Researchers monitored songbirds who lost their ability to hear and observed changes in their braincells in as little as 24 hours. The rapid response of the braincells came as a surprise to researchers on the study.

Senior author of the study, Richard Mooney, PhD, professor of neurobiology at Duke, commented on the findings:

“When hearing was lost, we saw rapid changes in motor areas in that control song, the bird’s equivalent of speech,”

“This study provided a laser-like focus on what happens in the living songbird brain, narrowed down to the particular cell type involved.”

Here’s a look at the neurons in question when analyzed under a microscope after being injected with flourescent matter from a jellyfish:

(image)

“I will go out on a limb and say that I think similar changes also occur in human brains after hearing loss, specifically in Broca’s area, a part of the human brain that plays an important role in generating speech and that also receives inputs from the auditory system,”

“Our vocal system depends on the auditory system to create intelligible speech.
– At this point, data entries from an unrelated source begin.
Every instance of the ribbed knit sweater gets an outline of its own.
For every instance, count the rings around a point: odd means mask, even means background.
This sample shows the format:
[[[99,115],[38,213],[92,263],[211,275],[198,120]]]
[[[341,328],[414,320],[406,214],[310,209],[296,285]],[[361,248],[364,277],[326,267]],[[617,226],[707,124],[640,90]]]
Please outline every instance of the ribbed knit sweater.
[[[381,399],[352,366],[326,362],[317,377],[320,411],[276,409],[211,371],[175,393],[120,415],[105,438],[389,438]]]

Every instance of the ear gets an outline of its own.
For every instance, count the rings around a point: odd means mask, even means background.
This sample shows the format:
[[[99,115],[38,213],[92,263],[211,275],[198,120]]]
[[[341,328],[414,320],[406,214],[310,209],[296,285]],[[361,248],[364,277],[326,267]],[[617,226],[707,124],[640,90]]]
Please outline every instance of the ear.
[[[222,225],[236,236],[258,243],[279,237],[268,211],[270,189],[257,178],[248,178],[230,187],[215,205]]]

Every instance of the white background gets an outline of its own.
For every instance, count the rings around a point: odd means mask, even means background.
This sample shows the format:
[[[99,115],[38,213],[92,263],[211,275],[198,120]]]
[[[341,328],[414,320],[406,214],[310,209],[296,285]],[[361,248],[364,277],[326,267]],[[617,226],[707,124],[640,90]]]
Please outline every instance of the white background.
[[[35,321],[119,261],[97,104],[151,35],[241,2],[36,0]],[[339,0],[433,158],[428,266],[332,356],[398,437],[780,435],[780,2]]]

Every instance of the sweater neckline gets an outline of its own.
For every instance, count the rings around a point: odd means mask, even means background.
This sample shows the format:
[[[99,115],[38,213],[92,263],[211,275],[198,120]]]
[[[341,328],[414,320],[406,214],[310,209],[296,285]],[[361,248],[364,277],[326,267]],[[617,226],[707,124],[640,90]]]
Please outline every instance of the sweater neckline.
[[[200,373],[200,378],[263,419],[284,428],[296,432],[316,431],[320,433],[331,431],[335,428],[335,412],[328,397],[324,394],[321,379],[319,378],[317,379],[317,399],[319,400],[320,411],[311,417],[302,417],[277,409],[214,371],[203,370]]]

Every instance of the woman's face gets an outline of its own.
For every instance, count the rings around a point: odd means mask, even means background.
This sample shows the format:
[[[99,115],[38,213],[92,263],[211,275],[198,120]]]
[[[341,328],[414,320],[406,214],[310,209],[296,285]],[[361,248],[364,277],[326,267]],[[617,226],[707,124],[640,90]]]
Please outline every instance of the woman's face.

When people suffer profound hearing loss, their speech often becomes hoarse, garbled, and harder to understand, so not only do they have trouble hearing, they often can’t speak fluently any more,”

“I was very surprised that the weakening of connections between nerve cells was visible and emerged so rapidly — over the course of days these changes allowed us to predict which birds’ songs would fall apart most dramatically,”

I guess these aren’t surprising results, but sad for the birds involved in the study. Of course losing your hearing is going to effect your ability to carry a tune. What implications this holds for humans, other than providing evidence that we share similar characteristics with birds, I do not know.